Y como los hombres de los que te hablaba, la gente honrada que llega a su merecida jubilación, oh, mi dulce Ofelia, que has soportado mi aburrida presencia durante toda la vida, quisiera que tú me dijeras: Richard, ha llegado nuestro nietecito, está en su habitación, voy a llamarlo enseguida para que puedas jugar con él. Y aunque no tenemos nietecitos porque nunca tuvimos hijos y te suicidaste antes de que ello pudiera suceder, irás donosamente a la habitación de invitados con una recatada bata y unas chinelas forradas de falso raso, no con una minifalda de Mary Quant, y volverás al salón con un niño de la mano diciendo: Francis, da las buenas noches al abuelo, que ha vuelto del trabajo y ahora jugará contigo.

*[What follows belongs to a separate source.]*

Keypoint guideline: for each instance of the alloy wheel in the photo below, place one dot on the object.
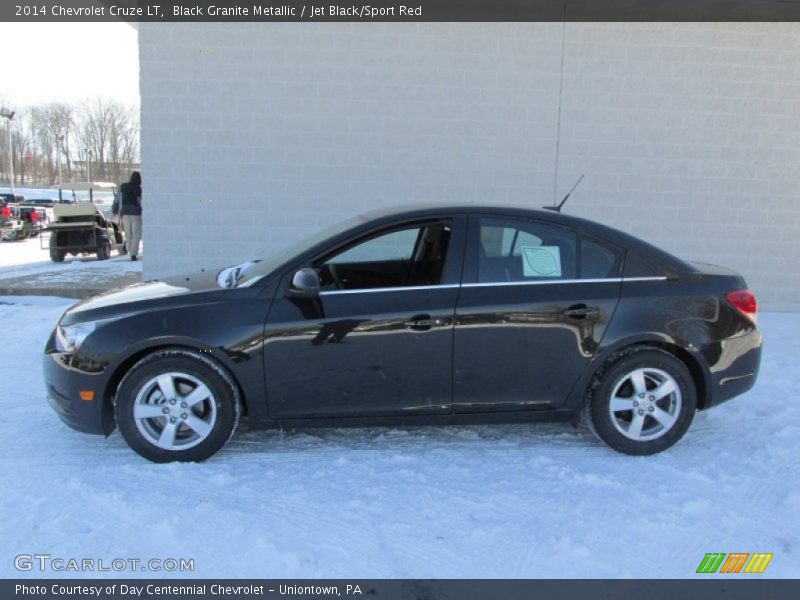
(645, 404)
(175, 411)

Ah, pero yo ya sabía que el pequeño Francis iba a ser nuestro huésped este fin de semana, no soy tan ingenuo como tú crees, mi pequeña Ofelia, y, de hecho, ¡mirad la sorpresa que ha traído el abuelo! Y de esta forma abro el paquete que llevaba bajo el brazo con gesto indiferente y extraigo un trencito en miniatura que hará las delicias del pequeño Francis. Tiene las montañas adecuadas y los túneles que debe atravesar la locomotora, un laguito hecho de papel de aluminio, dos pasos a nivel y un pueblecito casi igual a este donde vivimos, porque es hermoso vivir en el campo a nuestra edad, ¿verdad, Ofelia?, sabes, cuando me pediste que abandonáramos Londres me resistí un poco, pensaba que me iba a entrar melancolía viviendo entre prados de hierba, rebaños de ovejas y, como única distracción, el pub del centro. Y qué felicidad para el pequeño Francis, que desde el año pasado deseaba un juguete como éste. Demasiado caro, me dijiste las Navidades pasadas, pero ahora, perdóname, he hecho una verdadera locura, pero, sabes, la liquidación al jubilarme me consiente un pequeño exceso económico que haga feliz a un nieto tan delicioso como el nuestro, y cómo me gusta ver que por fin tú también estás de acuerdo, es más, que eres feliz, y cómo te alegra ponerte a jugar de inmediato con tu nietecito. Lo deseabas hace tiempo, ¿verdad?, pero tu sentido de la economía no te lo había permitido, y así nos quedamos los tres fascinados, incluso nosotros como dos niños, mirando el tren eléctrico que da vueltas atravesando montes, valles y pueblos, mientras con sólo apretar un pequeño botón el paso a nivel se cierra dejando que avance en su carrera triunfal.